What is your instinctive feeling about how this should affect speeding fines? I can imagine a couple of different responses. One is that the fine is a punishment for the risk you imposed on others by your reckless actions, and it should not change. The other is that with 100% detection, the State has become too powerful, and penalizing people as harshly as we do today would be like living in a police state. In fact I imagine there might be opposition to universal enforcement of speeding regulations on these grounds.
I have some sympathy for both views, but for me the second one predominates. And it is somewhat consistent with efficient deterrence. That is not my explicit motivation for favoring this view, but the effect is much the same. Fear of excessive enforcement by an all-powerful State motivates me to hope that in such circumstances, the penalties for crimes will be reduced, in order to leave some room for human weakness, as much a part of our culture as strength. Hence at least some of our instincts are in fact in rough accordance with optimal deterrence theory.
We have at least two goals when we punish: to prevent the commission of antisocial acts (by deterrence or incapacitation) and to express our anger at the breach of social norms. On what basis should we decide that the first type of goal takes priority over the second type, when the two conflict? You seem to assume that we are somehow mistaken when we punish more or less than deterrence requires; perhaps the better conclusion is that our desire to punish is more driven by retributive goals than it is by utilitarian ones, as Sunstein et al. suggest.
In other words, if two of our terminal values are conflicting, it is hard to see a principled basis for choosing which one to modify in order to reduce the conflict.
When you say we "should" change our sense of justice, you're making a normative statement because no specific goal is specified.
In this case, it seems wrong. Our sense of justice is part of our morality, therefore we should not change it.
"We should seek justice" is tautological. If justice and optimal deterrence are contradictory, then we should not seek optimal deterrence.
"Justice" is said in many ways. Yes, it tends to be normative; however, values can be weighed against one another. I value candy, but "I should seek candy" is far from tautological. Justice, in particular, rides rather far down my hierarchy of values.
Your decision making works as a value scale, morality not so much.There is a subset of actions you can take which are just. If you do not give a high weight in acting justly, you're a dangerous person.
The reverse is probably more true. If I give a high weight to acting justly I'll grab the nearest Claymore, get some blue face paint and scream "You can take my life but you can not take my freedom!" If I don't value justice I'll suck up to the new power and grab my piece of the new pie. That's a role someone was bound to fill. I'll be irrelevant.
People who value justice highly are implicitly harder to intimidate. They're harder to shame into compliance. They are less willing to subbordinate their Just wrath to gains in social standing. Sure, they don't steal cookies, but they're dangerous.
There's an ambiguity here. You're talking about valuing something like world justice, I was talking about valuing acting justly.

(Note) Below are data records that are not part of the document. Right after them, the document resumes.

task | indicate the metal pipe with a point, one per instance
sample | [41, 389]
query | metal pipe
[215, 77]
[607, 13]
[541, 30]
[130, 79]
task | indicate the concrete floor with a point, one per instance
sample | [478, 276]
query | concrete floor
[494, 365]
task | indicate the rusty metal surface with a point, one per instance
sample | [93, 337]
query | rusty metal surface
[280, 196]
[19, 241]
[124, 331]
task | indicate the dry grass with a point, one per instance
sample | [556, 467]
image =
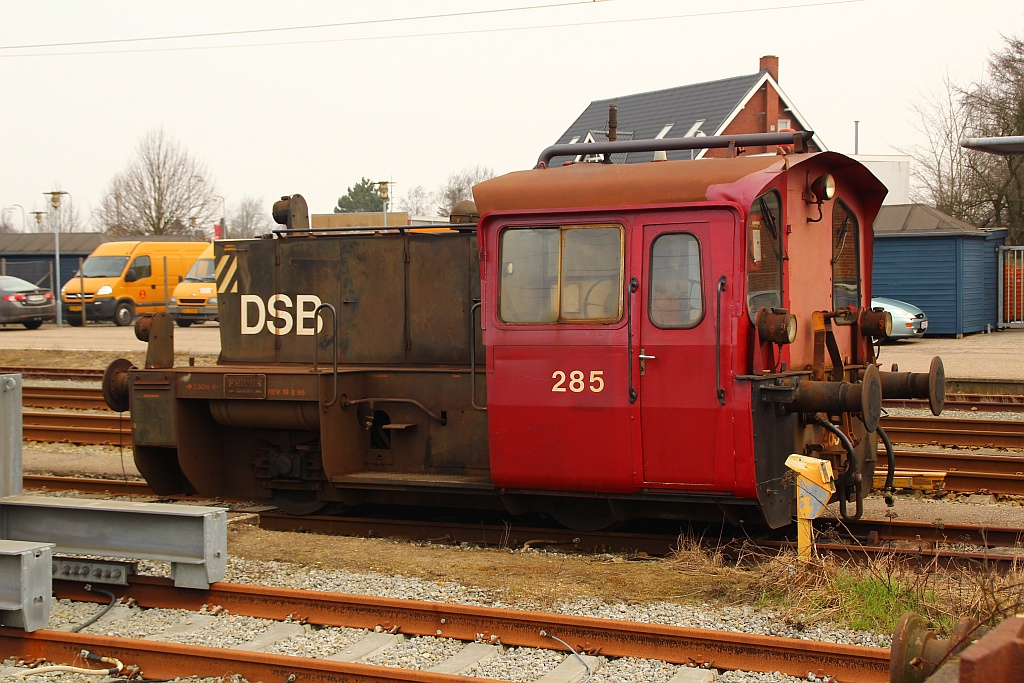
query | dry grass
[48, 358]
[867, 596]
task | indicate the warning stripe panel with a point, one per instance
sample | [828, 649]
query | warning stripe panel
[226, 273]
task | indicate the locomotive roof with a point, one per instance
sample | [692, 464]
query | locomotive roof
[586, 184]
[591, 185]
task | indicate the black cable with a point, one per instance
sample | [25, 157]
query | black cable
[96, 616]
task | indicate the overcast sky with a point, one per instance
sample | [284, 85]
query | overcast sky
[459, 84]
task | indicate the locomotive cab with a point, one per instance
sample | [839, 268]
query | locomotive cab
[610, 341]
[668, 333]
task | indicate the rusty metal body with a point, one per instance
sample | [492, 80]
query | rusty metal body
[449, 369]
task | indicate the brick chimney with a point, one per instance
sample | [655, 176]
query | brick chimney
[769, 62]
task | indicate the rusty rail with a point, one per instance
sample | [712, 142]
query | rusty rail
[514, 628]
[81, 428]
[75, 374]
[951, 431]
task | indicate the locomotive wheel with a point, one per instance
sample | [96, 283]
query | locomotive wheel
[297, 502]
[584, 514]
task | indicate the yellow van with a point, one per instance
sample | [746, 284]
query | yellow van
[122, 280]
[195, 299]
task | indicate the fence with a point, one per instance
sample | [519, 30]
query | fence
[1012, 287]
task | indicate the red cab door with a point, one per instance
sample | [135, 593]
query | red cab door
[682, 420]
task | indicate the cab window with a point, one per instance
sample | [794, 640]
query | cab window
[141, 267]
[846, 259]
[676, 293]
[764, 254]
[566, 273]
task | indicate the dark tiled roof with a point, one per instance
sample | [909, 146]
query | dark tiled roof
[919, 219]
[643, 116]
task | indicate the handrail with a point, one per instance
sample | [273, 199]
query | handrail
[720, 390]
[334, 315]
[472, 357]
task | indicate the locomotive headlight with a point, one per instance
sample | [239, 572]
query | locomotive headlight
[877, 323]
[823, 187]
[776, 325]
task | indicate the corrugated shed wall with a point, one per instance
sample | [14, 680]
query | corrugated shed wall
[953, 279]
[972, 286]
[992, 243]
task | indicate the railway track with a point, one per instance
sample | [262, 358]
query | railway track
[108, 428]
[953, 431]
[479, 629]
[927, 541]
[73, 374]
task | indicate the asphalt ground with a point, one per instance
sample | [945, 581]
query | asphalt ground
[998, 355]
[105, 337]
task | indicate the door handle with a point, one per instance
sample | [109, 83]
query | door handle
[643, 361]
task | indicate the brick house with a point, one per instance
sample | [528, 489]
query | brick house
[752, 103]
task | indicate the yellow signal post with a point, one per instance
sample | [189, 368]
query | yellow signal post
[814, 486]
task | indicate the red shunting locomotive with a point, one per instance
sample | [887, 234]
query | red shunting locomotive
[610, 341]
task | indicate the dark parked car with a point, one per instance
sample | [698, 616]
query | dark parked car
[908, 321]
[20, 301]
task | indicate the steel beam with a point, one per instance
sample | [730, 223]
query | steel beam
[26, 584]
[193, 539]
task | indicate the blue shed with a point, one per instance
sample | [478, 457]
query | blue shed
[944, 266]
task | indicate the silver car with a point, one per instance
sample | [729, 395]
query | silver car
[20, 301]
[908, 321]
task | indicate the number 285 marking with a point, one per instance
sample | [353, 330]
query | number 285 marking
[576, 381]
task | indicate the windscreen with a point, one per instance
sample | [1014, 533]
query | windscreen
[103, 266]
[203, 270]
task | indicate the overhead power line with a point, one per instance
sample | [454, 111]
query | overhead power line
[664, 17]
[312, 27]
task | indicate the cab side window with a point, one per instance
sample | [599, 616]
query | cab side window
[566, 273]
[141, 267]
[846, 259]
[764, 254]
[676, 293]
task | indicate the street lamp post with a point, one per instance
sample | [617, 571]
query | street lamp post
[55, 203]
[382, 189]
[223, 217]
[24, 227]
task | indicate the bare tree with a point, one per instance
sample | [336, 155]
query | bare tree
[460, 186]
[998, 107]
[982, 189]
[251, 217]
[163, 190]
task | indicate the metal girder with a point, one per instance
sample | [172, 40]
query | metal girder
[193, 539]
[10, 435]
[26, 584]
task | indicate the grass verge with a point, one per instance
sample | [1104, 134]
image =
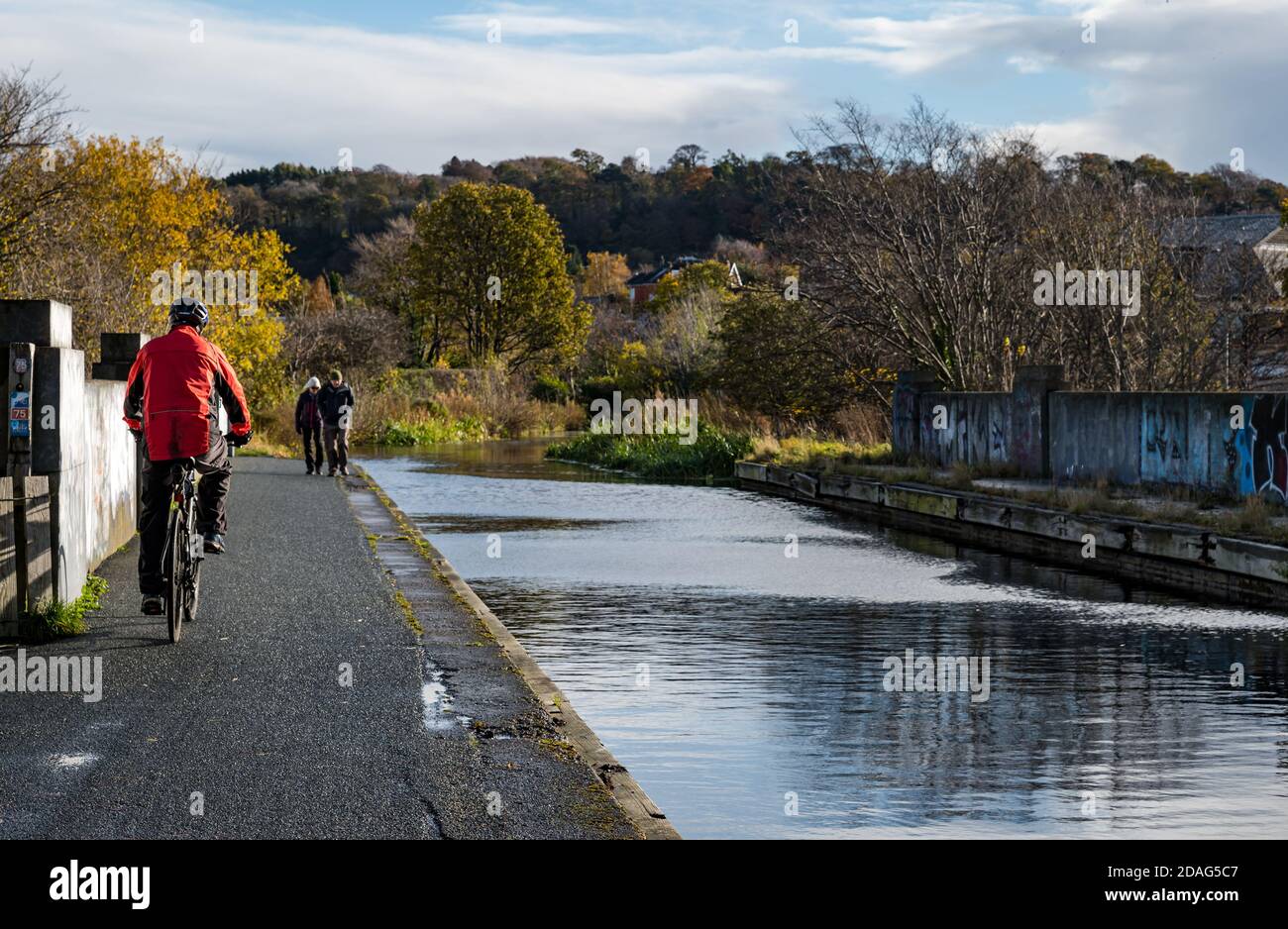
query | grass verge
[712, 453]
[55, 619]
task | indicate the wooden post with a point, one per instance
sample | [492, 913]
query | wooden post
[33, 534]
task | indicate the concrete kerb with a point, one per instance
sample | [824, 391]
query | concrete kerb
[625, 790]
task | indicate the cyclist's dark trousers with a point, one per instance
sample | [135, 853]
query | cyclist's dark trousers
[312, 448]
[215, 469]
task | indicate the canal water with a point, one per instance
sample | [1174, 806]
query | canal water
[735, 653]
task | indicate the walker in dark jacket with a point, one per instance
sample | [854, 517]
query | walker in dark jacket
[335, 403]
[308, 424]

In particular, I believe that if optimal deterrence is unjust, it is also unjust to seek it.
Why does this relate to the subject again? Well, my point is we should not change our sense of justice. It's tautological.
I have no premise "if something is part of our morality we shouldn't change it".
No it isn't. See Thomblake's reply. I for one feel no particular attachement to justice over optimal deterrence. In fact, in many situations I actively give the latter precedence. You can keep your 'shoulds' while I go ahead and win my Risk games.
The fact that you do not value something does not serve very well as an argument for why others should stop valuing it. For those of us who do experience a conflict between a desire to deter and a desire to punish fairly, you have not explained why we should prioritize the first goal over the second when trying to reduce this conflict.